Let’s say you’re a pianist and you’ve made it to the finals in a competition and everyone has to play a Chopin prelude in the last round. Everyone is as good as you are. And (assuming it’s an in-person audition), you’re all playing on the same instrument. Assuming that note/rhythmic accuracy isn’t an issue, since you’re all in the final round, what is different? What are you being judged on?

  • Phrasing
  • Touch
  • Dynamics
  • Overall interpretation

But the instrument’s basic tone is going to sound the same.(And pianists, if I’m full of it, call me out on it.)

As singers, we are being judged on all of the above, plus our tone quality. And assuming that we are all at the same level of ability at a competition, the feeling that “they don’t like my voice” can result in a “they don’t like me” response. And that is difficult.

When I returned to the East Coast after being gone for 17 years, I reauditioned for WNO, where I had performed steadily for 7 years – in the chorus, but also in comprimario and supporting roles. I was the mezzo soloist for two years in a row at the Kennedy Center Open House, representing the company as one of their finest singers.

It took me four years to be hired again. The first year I wasn’t offered anything. The second and third year, I was wait-listed. The fourth year, I decided that it was going to be my last audition for them. If they didn’t hire me then, I was done. I wound up getting a really bad cold the month before and wasn’t able to prepare the piece I intended and auditioned with a really old piece that I didn’t even like that much, but I knew I could sing it well, even just recovering from a cold. And I did sing it really well – I was so pleased at how it was going while I was singing.

They cut me off after the first section. “Well, that’s it,” I thought.

And then, three months later, I got a contract. And then the next year (and the year after that), I got two contracts (each year) and was asked to sing in the end of the year galas.

I thought about the experience of being cut off when I read this a few months ago:

(Honestly, it was a really tedious aria.)

As I wrote recently, when you hear no, it means “Yes, but not yet.”

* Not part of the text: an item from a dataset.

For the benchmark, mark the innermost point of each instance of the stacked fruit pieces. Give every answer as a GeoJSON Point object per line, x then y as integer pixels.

Or it really might mean no… but it means you need to go somewhere else. Somewhere you can be appreciated and nurtured.


Looking for a place to be appreciated and nurtured? Contact MVS to talk about developing your voice and being heard.

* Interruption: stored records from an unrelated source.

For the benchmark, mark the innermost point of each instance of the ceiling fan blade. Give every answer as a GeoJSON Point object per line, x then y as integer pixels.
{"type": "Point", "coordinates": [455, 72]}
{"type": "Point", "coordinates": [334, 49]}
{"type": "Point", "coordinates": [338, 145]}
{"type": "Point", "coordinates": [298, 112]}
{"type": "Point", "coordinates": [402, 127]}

Published by Mezzoid Voice Studio

Christine Thomas-O'Meally, a mezzo soprano and voice teacher currently based in the Baltimore-DC area, has performed everything from the motets of J.S. Bach to the melodies of Irving Berlin to the minimalism of Philip Glass. As an opera singer and actress, she has appeared with companies such as Charm City Players, Spotlighters Theatre, Chicago Opera Theater, Opera Theater of Northern Virginia, Opera North, the Washington Savoyards, In Tandem Theatre, Windfall Theater, The Young Victorian Theater of Baltimore, and Skylight Opera Theatre. She created the role of The Woman in Red in Dominick Argento’s Dream of Valentino in its world premiere with the Washington Opera and Mary Pickersgill in O'er the Ramparts at its world premiere during the Bicentennial of Battle of Baltimore at the Community College of Baltimore County. Other roles include Mrs. Paroo in Music Man, Mother Abbess in Sound of Music, Dorabella in Cosi Fan Tutte, Marcellina in Le Nozze di Figaro, both Hansel and the Witch in Hansel & Gretel, and many roles in Gilbert & Sullivan operettas. Her performance as the Housekeeper in Man of La Mancha was honored with a WATCH award nomination. Ms. Thomas-O'Meally received an M.M. in vocal performance from the Peabody Conservatory in Baltimore. She regularly attends master classes and workshops in both performance and vocal pedagogy, and is certified in all three Levels of Somatic Voicework™ The LoVetri Method. Her students have performed on national and international tours of Broadway productions, at prestigious conservatories, and in regional theater throughout the country.

5 thoughts on “Taking Things Personally

  1. I could/should re-read your blog about taking things personally every day. I tell myself that I don’t, but I do 🙂 Very wise words.

    1. Believe me, a few days after I wrote it, I had something happen that really upset me and I’m still fighting how I feel about it. BUT at least I didn’t lash out with some passive-aggressive nonsense! #progress

      Thanks for your kind words.

  2. Wise words. When it comes to auditioning and performing, the voice is also the most unreliable of instruments. As a pianist, as long as the instrument is in tune, I have a solid baseline. I can play with tone, warmth, brilliance, but the fundamental spund is there. When I sing, the moisture in the air, how rested my body is and my state of mind will affect my sound.